In the case of 404 vs 410 you have to consider the difference between crawling and indexing. Both are treated exactly the same in indexing: if they can't find the page, they can't crawl it, and hence can't index its content. But a 410 is intentional-- the server doesn't keep track of files that used to exist and have now been removed-- so Google will assume you took it away on purpose, and the Googlebot will stop crawling faster. (This is the Google subforum. Bing doesn't seem to care. I've recently had a flurry of visits from the msnbot requesting URLs that haven't existed in years, exactly as if it wandered out of the retirement home thinking it's 1998.)
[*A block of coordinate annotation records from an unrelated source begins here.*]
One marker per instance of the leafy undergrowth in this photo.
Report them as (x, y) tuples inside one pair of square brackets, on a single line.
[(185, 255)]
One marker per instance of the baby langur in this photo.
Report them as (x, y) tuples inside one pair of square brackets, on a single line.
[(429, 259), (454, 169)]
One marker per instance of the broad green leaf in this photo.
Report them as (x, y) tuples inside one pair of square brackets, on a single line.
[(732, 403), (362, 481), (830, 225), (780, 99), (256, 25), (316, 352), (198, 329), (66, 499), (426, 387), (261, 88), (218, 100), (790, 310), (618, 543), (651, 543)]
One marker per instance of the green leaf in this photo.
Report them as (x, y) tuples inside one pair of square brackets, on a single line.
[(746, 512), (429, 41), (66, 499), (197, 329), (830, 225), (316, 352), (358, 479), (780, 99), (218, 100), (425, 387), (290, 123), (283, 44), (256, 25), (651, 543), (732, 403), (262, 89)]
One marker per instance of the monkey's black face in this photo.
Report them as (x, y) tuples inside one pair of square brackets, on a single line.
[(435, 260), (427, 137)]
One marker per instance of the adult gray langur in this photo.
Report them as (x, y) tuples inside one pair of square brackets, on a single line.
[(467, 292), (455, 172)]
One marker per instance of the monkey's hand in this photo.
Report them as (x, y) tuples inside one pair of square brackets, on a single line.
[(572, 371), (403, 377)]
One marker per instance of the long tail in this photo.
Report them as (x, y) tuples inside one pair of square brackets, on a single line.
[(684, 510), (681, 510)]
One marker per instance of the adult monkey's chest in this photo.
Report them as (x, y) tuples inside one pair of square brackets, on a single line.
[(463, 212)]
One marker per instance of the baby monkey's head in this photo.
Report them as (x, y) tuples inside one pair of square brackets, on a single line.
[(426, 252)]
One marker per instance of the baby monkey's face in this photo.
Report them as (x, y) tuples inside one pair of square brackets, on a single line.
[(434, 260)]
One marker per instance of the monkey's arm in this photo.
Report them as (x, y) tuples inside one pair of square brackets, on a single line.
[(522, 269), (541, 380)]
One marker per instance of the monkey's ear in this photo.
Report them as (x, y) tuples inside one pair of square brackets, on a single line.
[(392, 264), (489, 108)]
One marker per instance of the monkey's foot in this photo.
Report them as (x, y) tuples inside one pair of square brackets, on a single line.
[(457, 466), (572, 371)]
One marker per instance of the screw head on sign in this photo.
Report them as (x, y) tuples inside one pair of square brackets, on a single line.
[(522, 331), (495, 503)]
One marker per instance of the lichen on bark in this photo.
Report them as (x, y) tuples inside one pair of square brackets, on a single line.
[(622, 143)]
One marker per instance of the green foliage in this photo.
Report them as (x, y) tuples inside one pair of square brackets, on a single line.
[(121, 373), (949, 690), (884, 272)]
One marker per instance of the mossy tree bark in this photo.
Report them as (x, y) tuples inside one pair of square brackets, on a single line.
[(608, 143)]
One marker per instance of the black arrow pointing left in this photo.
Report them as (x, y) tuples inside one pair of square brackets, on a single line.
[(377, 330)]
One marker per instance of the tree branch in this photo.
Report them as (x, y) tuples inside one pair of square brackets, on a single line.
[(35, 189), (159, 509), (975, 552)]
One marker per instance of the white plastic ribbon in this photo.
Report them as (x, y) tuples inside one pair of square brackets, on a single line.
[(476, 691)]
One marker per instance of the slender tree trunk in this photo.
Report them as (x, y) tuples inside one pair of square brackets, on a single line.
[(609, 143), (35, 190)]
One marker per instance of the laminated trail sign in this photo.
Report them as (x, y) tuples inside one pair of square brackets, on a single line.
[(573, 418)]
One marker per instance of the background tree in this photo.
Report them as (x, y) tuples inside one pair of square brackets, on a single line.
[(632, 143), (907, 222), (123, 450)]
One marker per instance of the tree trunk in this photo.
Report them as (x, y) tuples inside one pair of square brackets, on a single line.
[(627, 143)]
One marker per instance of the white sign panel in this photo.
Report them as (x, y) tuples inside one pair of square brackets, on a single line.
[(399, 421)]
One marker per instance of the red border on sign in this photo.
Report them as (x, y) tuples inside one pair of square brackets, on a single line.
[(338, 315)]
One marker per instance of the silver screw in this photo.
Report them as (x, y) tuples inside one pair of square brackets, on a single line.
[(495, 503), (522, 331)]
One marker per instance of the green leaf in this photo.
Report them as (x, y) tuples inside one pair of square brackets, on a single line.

I would think the sitemap would be sufficient to keep the bots from trying to find pages that were gone years ago, especially those with no link on some other site.

Sitemaps should be considered inclusive, not exclusive: "my pages include the following" rather than "look only at these pages". If you look up the tab in gwt where it tells you how it learned about a given URL, it will sometimes say "in sitemap". But that doesn't necessarily mean your current sitemap; it might mean one that you had up for five minutes one day in 2007.

netmeg

9:31 pm on Apr 5, 2015 (gmt 0)

Do you keep them forever

If I go to the bother of doing redirects, then I usually keep em forever. I still have G trying to hit pages from like three site versions ago - 2007 and earlier - because there's old scraper links out there. The important ones I wrote redirects for. The others, meh.

samwest

2:56 pm on Apr 7, 2015 (gmt 0)

exactly as if it wandered out of the retirement home thinking it's 1998.
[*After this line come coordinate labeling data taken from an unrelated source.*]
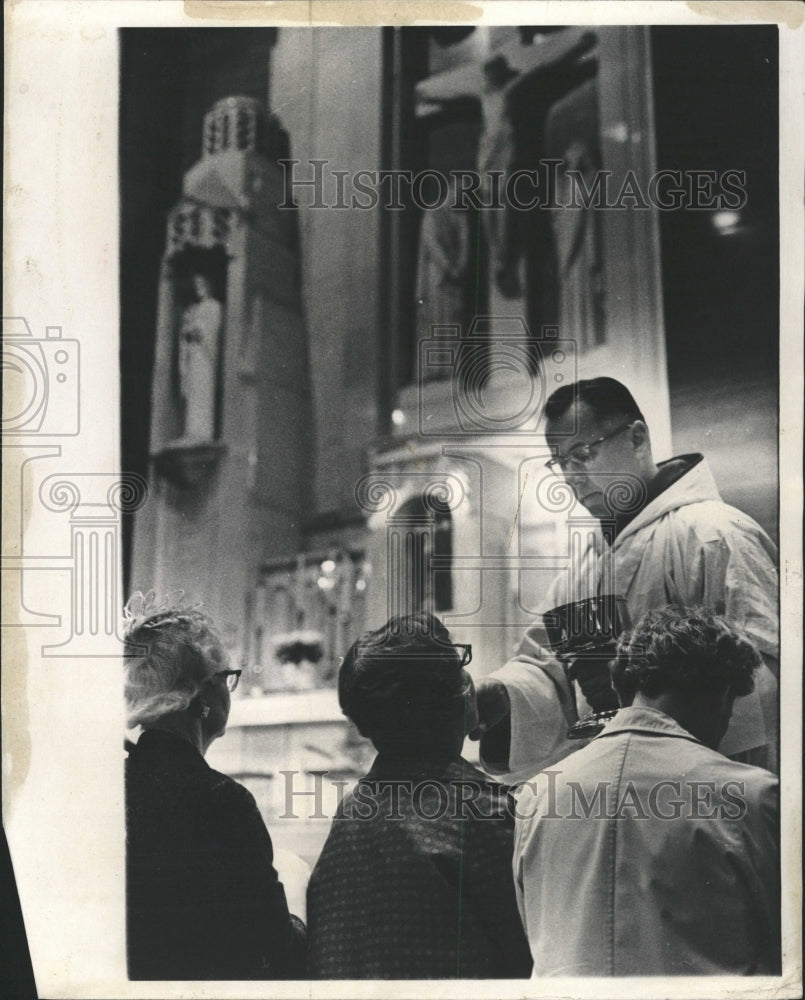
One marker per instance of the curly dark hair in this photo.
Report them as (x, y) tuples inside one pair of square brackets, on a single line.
[(402, 679), (683, 650)]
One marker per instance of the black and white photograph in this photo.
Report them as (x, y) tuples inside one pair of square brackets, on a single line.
[(402, 557)]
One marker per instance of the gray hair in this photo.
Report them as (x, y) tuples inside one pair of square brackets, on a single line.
[(168, 652)]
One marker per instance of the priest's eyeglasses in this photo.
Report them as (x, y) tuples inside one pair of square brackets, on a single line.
[(464, 650), (580, 454)]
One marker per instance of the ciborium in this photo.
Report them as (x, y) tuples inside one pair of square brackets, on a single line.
[(582, 636)]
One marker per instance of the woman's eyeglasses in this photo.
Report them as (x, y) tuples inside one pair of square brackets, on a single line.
[(231, 676)]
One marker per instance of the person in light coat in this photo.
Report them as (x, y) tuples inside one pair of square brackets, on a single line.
[(678, 542), (648, 852)]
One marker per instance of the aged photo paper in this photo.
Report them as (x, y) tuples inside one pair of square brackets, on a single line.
[(237, 310)]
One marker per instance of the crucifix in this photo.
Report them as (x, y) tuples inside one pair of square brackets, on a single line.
[(516, 88)]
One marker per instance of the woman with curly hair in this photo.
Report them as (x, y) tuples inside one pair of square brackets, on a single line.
[(203, 898)]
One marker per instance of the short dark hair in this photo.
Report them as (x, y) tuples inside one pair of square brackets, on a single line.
[(688, 651), (606, 397), (402, 680)]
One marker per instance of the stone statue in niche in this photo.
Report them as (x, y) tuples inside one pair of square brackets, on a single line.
[(443, 268), (199, 343)]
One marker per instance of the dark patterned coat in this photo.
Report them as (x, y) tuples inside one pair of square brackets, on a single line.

That's funny, but so true, and which prompted the OP.

This also begs the question (in my mind at least) if these bots know when these pages were created and they know when the scrapers pages were created, could that data not be employed by the algo to determine the original author and trash the scraped content? Thx for all the great replies.

Robert Charlton

8:25 pm on Apr 7, 2015 (gmt 0)

Regarding the long dead pages, here's a discussion from almost two years ago which covers some of the reasons why Googlebot doesn't forget...

17 May 2013 - GWT Sudden Surge in Crawl Errors for Pages Removed 2 Years Ago?
http://www.webmasterworld.com/google/4575982.htm [webmasterworld.com]

At the end of the thread, I've cited an old interview with members of the Google Sitemaps team... and the thread also offers some useful comments from Google's John Mueller, etc.